Abbott Nutrition resumed production at its shuttered Sturgis, Mich., baby formula factory on Saturday, offering hope that a nationwide shortage that had left parents scrambling to find sustenance for their children could ease in the coming weeks.
“We understand the urgent need for formula and our top priority is getting high-quality, safe formula into the hands of families across America,” Abbott said in a statement. “We will ramp production as quickly as we can while meeting all requirements.”
The factory was closed earlier this year after an FDA inspection turned up allegedly unsanitary conditions. The factory produced most of the country’s supply of powdered Similac and was the main producer of specialty formulas, so its closure severely curtailed supplies.
The company has said previously that it will take two weeks for production to fully resume and another six to eight weeks to get the product on store shelves. The plant will prioritize the production of EleCare, a specialty amino acid-based formula for children with multiple allergies, before it ramps up production of its mainstream products. On Saturday, Abbott said it expected to release EleCare “to consumers beginning on or about June 20.”
The FDA on Saturday said that it “is continuing to work diligently to ensure the safe resumption of production of infant formula” at Abbott Nutrition’s Sturgis facility.

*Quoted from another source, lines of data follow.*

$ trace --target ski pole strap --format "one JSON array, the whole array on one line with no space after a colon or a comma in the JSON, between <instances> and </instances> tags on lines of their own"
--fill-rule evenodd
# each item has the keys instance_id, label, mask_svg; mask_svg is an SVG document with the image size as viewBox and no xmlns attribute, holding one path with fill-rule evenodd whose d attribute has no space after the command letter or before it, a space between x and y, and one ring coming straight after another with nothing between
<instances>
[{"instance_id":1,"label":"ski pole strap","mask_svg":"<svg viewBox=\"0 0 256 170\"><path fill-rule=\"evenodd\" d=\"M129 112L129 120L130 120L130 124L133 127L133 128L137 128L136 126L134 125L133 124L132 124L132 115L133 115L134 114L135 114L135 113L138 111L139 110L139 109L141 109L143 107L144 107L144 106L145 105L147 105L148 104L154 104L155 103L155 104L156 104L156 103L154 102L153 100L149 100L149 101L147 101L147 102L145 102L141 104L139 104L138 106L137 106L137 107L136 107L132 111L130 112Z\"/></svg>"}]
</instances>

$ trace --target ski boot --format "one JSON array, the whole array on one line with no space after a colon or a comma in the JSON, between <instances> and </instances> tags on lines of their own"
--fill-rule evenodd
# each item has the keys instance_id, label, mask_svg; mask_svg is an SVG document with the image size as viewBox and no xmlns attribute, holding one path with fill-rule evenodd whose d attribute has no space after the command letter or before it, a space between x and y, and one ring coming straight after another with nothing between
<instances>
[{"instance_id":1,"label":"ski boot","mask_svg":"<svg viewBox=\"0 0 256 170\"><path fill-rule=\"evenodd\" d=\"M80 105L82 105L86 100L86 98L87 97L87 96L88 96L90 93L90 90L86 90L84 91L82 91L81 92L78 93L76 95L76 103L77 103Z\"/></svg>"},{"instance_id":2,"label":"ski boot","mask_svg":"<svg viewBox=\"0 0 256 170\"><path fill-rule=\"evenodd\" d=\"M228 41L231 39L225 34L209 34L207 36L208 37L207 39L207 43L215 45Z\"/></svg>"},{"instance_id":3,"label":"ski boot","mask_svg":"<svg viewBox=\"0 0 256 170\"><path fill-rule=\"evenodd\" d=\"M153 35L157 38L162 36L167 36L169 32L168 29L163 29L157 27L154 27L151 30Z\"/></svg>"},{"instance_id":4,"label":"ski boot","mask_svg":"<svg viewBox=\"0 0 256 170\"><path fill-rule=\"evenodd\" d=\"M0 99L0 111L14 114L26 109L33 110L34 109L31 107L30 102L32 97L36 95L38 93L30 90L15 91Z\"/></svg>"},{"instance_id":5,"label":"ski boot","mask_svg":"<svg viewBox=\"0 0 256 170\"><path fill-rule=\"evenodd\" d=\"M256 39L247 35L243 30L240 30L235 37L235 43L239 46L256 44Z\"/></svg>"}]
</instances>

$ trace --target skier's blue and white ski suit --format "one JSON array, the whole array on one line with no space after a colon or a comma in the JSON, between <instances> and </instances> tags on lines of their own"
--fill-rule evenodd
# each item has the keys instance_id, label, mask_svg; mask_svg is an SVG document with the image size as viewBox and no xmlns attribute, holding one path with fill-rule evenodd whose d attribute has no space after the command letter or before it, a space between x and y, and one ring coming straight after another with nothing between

The temporary closure of the facility led to a dramatic disappearance of specialty formula, sparking panic among many parents who rely on the products to feed their children. The crisis raised questions about the fragility of the supply chain for a critical food source. Four major companies control 90 percent of the infant formula supply in the United States: Abbott, Gerber, Mead Johnson and Perrigo Nutritionals. Congress and others have heavily criticized FDA leadership, Abbott executives and even the White House for failing to head off the crisis.
FDA Commissioner Robert M. Califf has waffled about when the Sturgis facility would probably be up and running, telling lawmakers on May 19 that it might happen as soon as that following week. In a hearing last week, however, he said problems his agency found there were “beyond the pale” and might require more significant remediation.

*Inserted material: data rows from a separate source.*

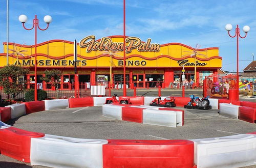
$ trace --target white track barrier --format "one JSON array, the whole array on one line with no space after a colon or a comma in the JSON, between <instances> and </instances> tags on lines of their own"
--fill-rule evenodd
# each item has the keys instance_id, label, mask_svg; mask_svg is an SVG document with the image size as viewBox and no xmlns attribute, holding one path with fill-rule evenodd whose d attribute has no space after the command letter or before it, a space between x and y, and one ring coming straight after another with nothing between
<instances>
[{"instance_id":1,"label":"white track barrier","mask_svg":"<svg viewBox=\"0 0 256 168\"><path fill-rule=\"evenodd\" d=\"M122 108L123 106L113 104L102 105L103 116L122 120Z\"/></svg>"},{"instance_id":2,"label":"white track barrier","mask_svg":"<svg viewBox=\"0 0 256 168\"><path fill-rule=\"evenodd\" d=\"M46 134L31 138L31 165L53 167L102 167L103 139Z\"/></svg>"},{"instance_id":3,"label":"white track barrier","mask_svg":"<svg viewBox=\"0 0 256 168\"><path fill-rule=\"evenodd\" d=\"M69 108L69 99L46 100L44 101L46 110Z\"/></svg>"},{"instance_id":4,"label":"white track barrier","mask_svg":"<svg viewBox=\"0 0 256 168\"><path fill-rule=\"evenodd\" d=\"M158 97L158 96L145 96L144 97L144 105L150 105L150 103L152 101L152 100ZM162 96L161 97L161 99L163 100L167 96Z\"/></svg>"},{"instance_id":5,"label":"white track barrier","mask_svg":"<svg viewBox=\"0 0 256 168\"><path fill-rule=\"evenodd\" d=\"M91 95L101 95L105 96L105 86L91 86Z\"/></svg>"},{"instance_id":6,"label":"white track barrier","mask_svg":"<svg viewBox=\"0 0 256 168\"><path fill-rule=\"evenodd\" d=\"M143 108L155 109L155 110L158 110L159 109L159 107L152 106L149 105L131 105L131 107L136 107L136 108Z\"/></svg>"},{"instance_id":7,"label":"white track barrier","mask_svg":"<svg viewBox=\"0 0 256 168\"><path fill-rule=\"evenodd\" d=\"M106 99L111 97L94 97L93 105L95 106L102 106L106 102Z\"/></svg>"},{"instance_id":8,"label":"white track barrier","mask_svg":"<svg viewBox=\"0 0 256 168\"><path fill-rule=\"evenodd\" d=\"M220 114L222 116L238 119L239 105L220 103Z\"/></svg>"},{"instance_id":9,"label":"white track barrier","mask_svg":"<svg viewBox=\"0 0 256 168\"><path fill-rule=\"evenodd\" d=\"M166 111L168 111L166 112ZM156 110L150 109L143 110L142 123L162 126L176 127L176 113L171 111Z\"/></svg>"},{"instance_id":10,"label":"white track barrier","mask_svg":"<svg viewBox=\"0 0 256 168\"><path fill-rule=\"evenodd\" d=\"M5 107L11 107L12 119L14 119L26 114L25 104L16 103L7 105Z\"/></svg>"},{"instance_id":11,"label":"white track barrier","mask_svg":"<svg viewBox=\"0 0 256 168\"><path fill-rule=\"evenodd\" d=\"M255 164L256 135L191 139L198 167L240 167Z\"/></svg>"},{"instance_id":12,"label":"white track barrier","mask_svg":"<svg viewBox=\"0 0 256 168\"><path fill-rule=\"evenodd\" d=\"M6 123L0 121L0 129L5 129L11 127L11 125L6 124Z\"/></svg>"},{"instance_id":13,"label":"white track barrier","mask_svg":"<svg viewBox=\"0 0 256 168\"><path fill-rule=\"evenodd\" d=\"M218 99L208 99L210 101L210 105L211 105L211 108L218 109Z\"/></svg>"}]
</instances>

The inspection in February took place after two infants were sickened and two others died after consuming contaminated formula, but the source of the contamination is unclear.

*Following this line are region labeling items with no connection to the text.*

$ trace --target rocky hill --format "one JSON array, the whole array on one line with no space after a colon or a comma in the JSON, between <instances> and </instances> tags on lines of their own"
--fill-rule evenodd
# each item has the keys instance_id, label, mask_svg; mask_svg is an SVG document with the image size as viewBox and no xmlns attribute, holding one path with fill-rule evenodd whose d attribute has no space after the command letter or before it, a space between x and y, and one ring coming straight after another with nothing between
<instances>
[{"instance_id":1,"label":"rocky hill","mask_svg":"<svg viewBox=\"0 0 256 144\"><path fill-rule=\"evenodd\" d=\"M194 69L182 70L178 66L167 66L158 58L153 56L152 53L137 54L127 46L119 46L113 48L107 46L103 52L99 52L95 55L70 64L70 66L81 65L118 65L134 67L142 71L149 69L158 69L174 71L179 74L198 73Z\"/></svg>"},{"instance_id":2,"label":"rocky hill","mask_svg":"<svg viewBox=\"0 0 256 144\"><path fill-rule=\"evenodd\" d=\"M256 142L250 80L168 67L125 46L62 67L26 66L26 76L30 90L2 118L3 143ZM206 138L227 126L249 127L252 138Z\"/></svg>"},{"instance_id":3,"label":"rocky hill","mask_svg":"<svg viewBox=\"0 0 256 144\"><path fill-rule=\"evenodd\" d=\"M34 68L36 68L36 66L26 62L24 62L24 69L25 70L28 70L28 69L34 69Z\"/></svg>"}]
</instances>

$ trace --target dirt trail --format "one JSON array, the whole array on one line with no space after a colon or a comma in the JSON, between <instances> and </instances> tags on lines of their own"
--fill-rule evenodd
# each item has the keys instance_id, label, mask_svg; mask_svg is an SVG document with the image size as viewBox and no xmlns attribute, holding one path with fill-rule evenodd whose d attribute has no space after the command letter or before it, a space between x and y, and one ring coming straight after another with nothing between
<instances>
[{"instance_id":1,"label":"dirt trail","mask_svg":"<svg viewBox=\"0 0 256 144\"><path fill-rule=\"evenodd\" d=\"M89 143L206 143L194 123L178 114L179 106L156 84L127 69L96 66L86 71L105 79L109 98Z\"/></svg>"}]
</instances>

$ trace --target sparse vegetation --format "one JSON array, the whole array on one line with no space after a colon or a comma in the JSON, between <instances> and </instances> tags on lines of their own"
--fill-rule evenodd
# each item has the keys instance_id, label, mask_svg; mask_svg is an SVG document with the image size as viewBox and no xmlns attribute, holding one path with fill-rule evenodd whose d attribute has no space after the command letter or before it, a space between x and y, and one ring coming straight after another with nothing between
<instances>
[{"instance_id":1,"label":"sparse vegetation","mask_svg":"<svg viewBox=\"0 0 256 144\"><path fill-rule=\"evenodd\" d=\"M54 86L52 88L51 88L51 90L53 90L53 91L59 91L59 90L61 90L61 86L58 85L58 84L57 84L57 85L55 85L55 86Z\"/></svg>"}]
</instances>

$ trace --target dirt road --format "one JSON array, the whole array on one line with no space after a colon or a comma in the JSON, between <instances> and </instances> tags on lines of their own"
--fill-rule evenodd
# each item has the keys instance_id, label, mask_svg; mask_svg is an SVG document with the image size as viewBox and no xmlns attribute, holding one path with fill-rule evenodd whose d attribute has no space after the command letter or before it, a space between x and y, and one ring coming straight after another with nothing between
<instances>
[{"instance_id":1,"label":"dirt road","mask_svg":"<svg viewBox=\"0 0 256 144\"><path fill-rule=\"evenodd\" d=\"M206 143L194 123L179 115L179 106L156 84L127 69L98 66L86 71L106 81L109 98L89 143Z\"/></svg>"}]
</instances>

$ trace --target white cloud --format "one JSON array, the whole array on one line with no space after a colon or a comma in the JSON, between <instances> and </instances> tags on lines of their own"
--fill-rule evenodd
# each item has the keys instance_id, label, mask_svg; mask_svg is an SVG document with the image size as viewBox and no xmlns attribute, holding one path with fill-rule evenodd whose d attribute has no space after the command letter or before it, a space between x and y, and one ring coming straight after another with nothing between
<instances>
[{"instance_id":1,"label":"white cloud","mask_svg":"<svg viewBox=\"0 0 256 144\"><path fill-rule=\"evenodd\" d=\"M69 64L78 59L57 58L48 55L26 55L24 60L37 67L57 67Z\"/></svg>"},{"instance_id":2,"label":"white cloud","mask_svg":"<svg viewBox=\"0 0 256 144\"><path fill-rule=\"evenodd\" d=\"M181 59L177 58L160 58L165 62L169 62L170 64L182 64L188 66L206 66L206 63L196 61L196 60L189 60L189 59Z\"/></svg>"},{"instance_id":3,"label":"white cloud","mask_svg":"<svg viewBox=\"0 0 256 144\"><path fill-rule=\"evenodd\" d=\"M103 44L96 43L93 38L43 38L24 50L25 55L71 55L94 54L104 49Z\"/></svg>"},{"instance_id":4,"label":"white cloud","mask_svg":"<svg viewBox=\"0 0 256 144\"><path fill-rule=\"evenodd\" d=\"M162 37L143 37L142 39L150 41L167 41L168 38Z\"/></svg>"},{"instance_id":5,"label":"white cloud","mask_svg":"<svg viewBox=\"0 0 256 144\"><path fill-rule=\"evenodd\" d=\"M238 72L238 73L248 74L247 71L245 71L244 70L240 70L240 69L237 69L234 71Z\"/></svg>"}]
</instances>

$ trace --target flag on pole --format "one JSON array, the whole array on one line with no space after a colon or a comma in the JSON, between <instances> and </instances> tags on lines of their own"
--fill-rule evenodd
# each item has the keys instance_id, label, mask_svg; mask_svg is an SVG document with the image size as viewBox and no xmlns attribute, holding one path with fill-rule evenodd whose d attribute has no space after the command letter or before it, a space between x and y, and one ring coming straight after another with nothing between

Other things might have contaminated the formula before it was consumed and after the product left the manufacturing facility. For instance, in one case bacteria was found on a bottle of distilled water at the infant family’s home.
Abbott says there isn’t clear evidence that the contamination came from the factory. Inspectors found Cronobacter sakazakii bacteria on environmental samples they took outside the main formula production area. They found standing water on the floor because of a leak from valves, as well as moisture and condensation in dry powdered infant formula production areas. They found cracks and pits in dryers as well as duct tape and debris on the floor.
Abbott says it has made a number of upgrades, including replacing a leaking roof and installing nonporous, easily cleanable and sanitary floors to remove the risk of standing water. In addition, Abbott has updated its education, training and safety procedures for employees and visitors, as well as its cleaning and maintenance procedures at the facility.
The facility’s reopening will not immediately lead to fully stocked grocery shelves. Even with Operation Fly Formula bringing in millions of bottles from Australia, the United Kingdom and Germany, data research firm IRI reported that store inventories were still slightly worse in recent weeks when compared with the beginning of May. Parents continue to report difficulty finding the formula they need, with some driving long distances and others paying a premium to buy it online.
One reason shortages persist despite efforts to ramp up production is that domestic producers, including Abbott, have focused on increasing the availability of specialty formulas for children with allergic and digestive disorders. Airlifts of formula from abroad are largely being distributed via pediatricians’ offices and hospitals. Califf has said some of the shortage also stems from parents hoarding formula out of fear they will run out.
Abbott said the EleCare product could reach stores in about 16 days, but it could take weeks for the formula made in Sturgis to fully reach shelves because of the time required for the formula to be dried and safety-tested. The factory makes the type of formula that comes in powdered form and must be mixed with water before feeding. Testing of batches adds days to the production process.
On May 16, Abbott came to an agreement with the FDA to fix safety issues at the factory. Under the consent decree, Abbott agreed to clean and sanitize its facility and all equipment, and to keep its new independent expert on-site to make sure the plant is in compliance with FDA rules. The consent decree also includes requirements for testing products, as well as ceasing production and immediately notifying the FDA if contamination is detected.